Dr. Wynekoop Stated Verging On Pneumonia.
Dr. Wynekoop Stated
Verging On Pneumonia.

Dr. Wynekoop
Stated Verging
On Pneumonia
_____

Murder Indictment Sought
Today; Case Against
Son Doubtful.
_______

    Chicago, Nov. 28 (AP).--Pneumonia threatened Dr. Alice L. Wynekoop tonight as Cook County prosecutors prepared to go before the grand jury tomorrow and demand her indictment for the murder of her daughter-in-law, Rheta.
    Already in a state of exhaustion when she entered the county jail Saturday, she became seriously ill today, as a bronchial cough progressed and Dr. Francis W. McNamara, jail physician, found evidences of lung congestion. He described her condition as not alarming, but serious.
    Her son, Earle, whose prosecution for a part in the plot to kill his wife was less certain tonight, asked to see his mother, but was not given a definite answer. He was held in an adjoining cell block on a warrant accusing him of being an accessory to the conspiracy to chloroform and shoot Rheta.
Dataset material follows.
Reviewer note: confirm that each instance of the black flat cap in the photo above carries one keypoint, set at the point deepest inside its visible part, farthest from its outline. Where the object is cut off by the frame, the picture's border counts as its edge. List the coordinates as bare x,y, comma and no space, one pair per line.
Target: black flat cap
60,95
Case Against Son Doubtful.

    Charles S. Dougherty, assistant State's attorney, announced that he would take witnesses before the grand jury tomorrow and seek a murder indictment against the elderly physician, but he evaded answering a question as to action against Earle.
    Dougherty said the confession Dr. Wynekoop signed, attributing death to an overdose of chloroform and the pistol shot to her own effort to protect her professional reputation, would be an important part of the evidence. Dr. Wynekoop later repudiated the confession.
    Witnesses at tomorrow's hearing will be Dr. Harry R. Hoffman, head of the criminal court behavior clinic; Capt. John Stege, Lieut. William V. Blaul, Lieut. Thomas A. Duffy and John Long, assistant State's attorney, who participated in the questioning that led to the confession.
    The prosecutors have said that the only part of the confession they accepted was that portion in which Dr. Wynekoop said she fired the bullet into Rheta's back. Medical examiners have stated for the prosecution that the girl was still alive when shot.

Congestion Near Heart.

    One of the dangerous factors in the condition of Dr. Wynekoop, who is 62, is her high blood pressure and hardening of the arteries. Dr. McNamara said her blood pressure today was above 220, abnormally high. Her pulse was rapid, and the jail physician said she complained of a feeling of congestion in the region of the heart.
    "I have put her on a liquid diet," he said, "and prescribed medicine to relieve congestion in her lungs and think she will proceed favorably."
    Added to the mass of conflicting evidence already perplexing the State was the report today by ballistic experts that a bullet found embedded in a bedroom wall was not fired from the same pistol as the bullet taken from Rheta's body. Dr. Wynekoop and Earle had previously said the same pistol was used. Prosecutors expressed belief that the pistol fired in the bedroom was that taken along by Earle and Stanley Young on their trip to Kansas City.


Source:

Unknown, "Dr. Wynekoop Stated Verging On Pneumonia," The Washington Post, Washington, D.C., Wednesday, 29 November, 1933, p. 9.